Per questo lavoro si sono ispirati – parola di Vlautin – a Tony Joe White, passione che Willy ed Amy hanno in comune; pare che durante la preparazione del disco le loro conversazioni tornassero spesso alla Rainy Night in Georgia che il musicista della Louisiana incise nel 1969. D’altronde non c’è dubbio che la musica di The Delines sia radicata nel passato, ma niente di stantio o di eccessivamente tradizionale, piuttosto suggestioni profonde ottenute con pochi tocchi, come in Hold Me Slow oppure in All Along the Ride, un brano quest’ultimo che ripropone le sonorità avvolgenti di Roll Back my Life e di Waiting on the Blue (da The Imperial).
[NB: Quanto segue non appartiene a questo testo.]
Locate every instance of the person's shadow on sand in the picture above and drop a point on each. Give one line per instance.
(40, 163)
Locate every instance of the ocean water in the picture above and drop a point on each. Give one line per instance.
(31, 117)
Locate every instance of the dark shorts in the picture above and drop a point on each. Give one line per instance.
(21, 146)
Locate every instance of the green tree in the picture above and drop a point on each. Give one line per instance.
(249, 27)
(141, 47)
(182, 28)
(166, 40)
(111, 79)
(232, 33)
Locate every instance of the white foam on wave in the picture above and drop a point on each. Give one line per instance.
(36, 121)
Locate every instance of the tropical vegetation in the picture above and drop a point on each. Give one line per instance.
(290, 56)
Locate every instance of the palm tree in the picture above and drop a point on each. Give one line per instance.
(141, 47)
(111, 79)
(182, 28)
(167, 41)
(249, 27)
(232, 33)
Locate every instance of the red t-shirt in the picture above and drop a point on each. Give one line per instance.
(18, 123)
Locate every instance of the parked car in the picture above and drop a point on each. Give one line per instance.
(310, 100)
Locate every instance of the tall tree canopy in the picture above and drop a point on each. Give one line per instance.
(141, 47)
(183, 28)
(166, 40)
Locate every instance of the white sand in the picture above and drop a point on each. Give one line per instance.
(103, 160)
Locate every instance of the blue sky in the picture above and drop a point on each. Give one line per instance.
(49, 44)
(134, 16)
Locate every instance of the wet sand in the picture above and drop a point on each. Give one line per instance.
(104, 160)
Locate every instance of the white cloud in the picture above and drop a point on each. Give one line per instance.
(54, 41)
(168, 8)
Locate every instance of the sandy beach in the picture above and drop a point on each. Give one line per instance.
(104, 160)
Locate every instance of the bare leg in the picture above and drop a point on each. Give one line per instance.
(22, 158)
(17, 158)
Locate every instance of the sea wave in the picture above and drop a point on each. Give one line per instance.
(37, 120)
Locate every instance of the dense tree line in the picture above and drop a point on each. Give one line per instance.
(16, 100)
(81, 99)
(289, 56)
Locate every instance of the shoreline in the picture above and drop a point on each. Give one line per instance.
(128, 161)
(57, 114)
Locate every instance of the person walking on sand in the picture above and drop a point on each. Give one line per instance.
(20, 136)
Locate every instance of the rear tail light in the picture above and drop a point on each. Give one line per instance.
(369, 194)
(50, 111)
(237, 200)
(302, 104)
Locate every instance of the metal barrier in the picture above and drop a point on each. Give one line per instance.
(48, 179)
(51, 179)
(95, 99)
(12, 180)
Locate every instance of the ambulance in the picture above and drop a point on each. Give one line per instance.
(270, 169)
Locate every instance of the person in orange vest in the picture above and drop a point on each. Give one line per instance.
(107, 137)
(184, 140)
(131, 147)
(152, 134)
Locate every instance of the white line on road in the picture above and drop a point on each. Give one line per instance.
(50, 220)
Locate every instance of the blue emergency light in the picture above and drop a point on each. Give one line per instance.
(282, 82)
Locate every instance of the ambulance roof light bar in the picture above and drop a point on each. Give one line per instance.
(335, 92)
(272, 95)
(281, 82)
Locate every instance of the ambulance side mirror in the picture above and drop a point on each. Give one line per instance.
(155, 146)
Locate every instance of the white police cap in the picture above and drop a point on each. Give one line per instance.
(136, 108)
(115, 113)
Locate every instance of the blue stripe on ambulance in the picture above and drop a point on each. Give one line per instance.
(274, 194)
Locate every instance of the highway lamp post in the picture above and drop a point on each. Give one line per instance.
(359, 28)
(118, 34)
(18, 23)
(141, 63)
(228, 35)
Nessuno si scandalizzerà, mi auguro, se considero Willy Vlautin cantore della malinconia. Rivalutiamolo, dai, questo sentimento, che è tra i più autentici e artisticamente prolifici che cuore umano possa provare. Ho il sospetto che l’autore stesso approverebbe, se già nel 2009 intitolava una canzone Maybe We Were Both Born Blue (Forse siamo nati entrambi malinconici). E allora selezioniamo serenamente la traccia numero sette, quattro minuti di languore e di note sospese che sono il capolavoro del disco. Già il titolo Surfers in Twilight è suggestivo. Perché ce li vedete dei surfisti, iconograficamente giovani e adrenalinici, con un crepuscolo come quinta? Occorre una sensibilità superiore.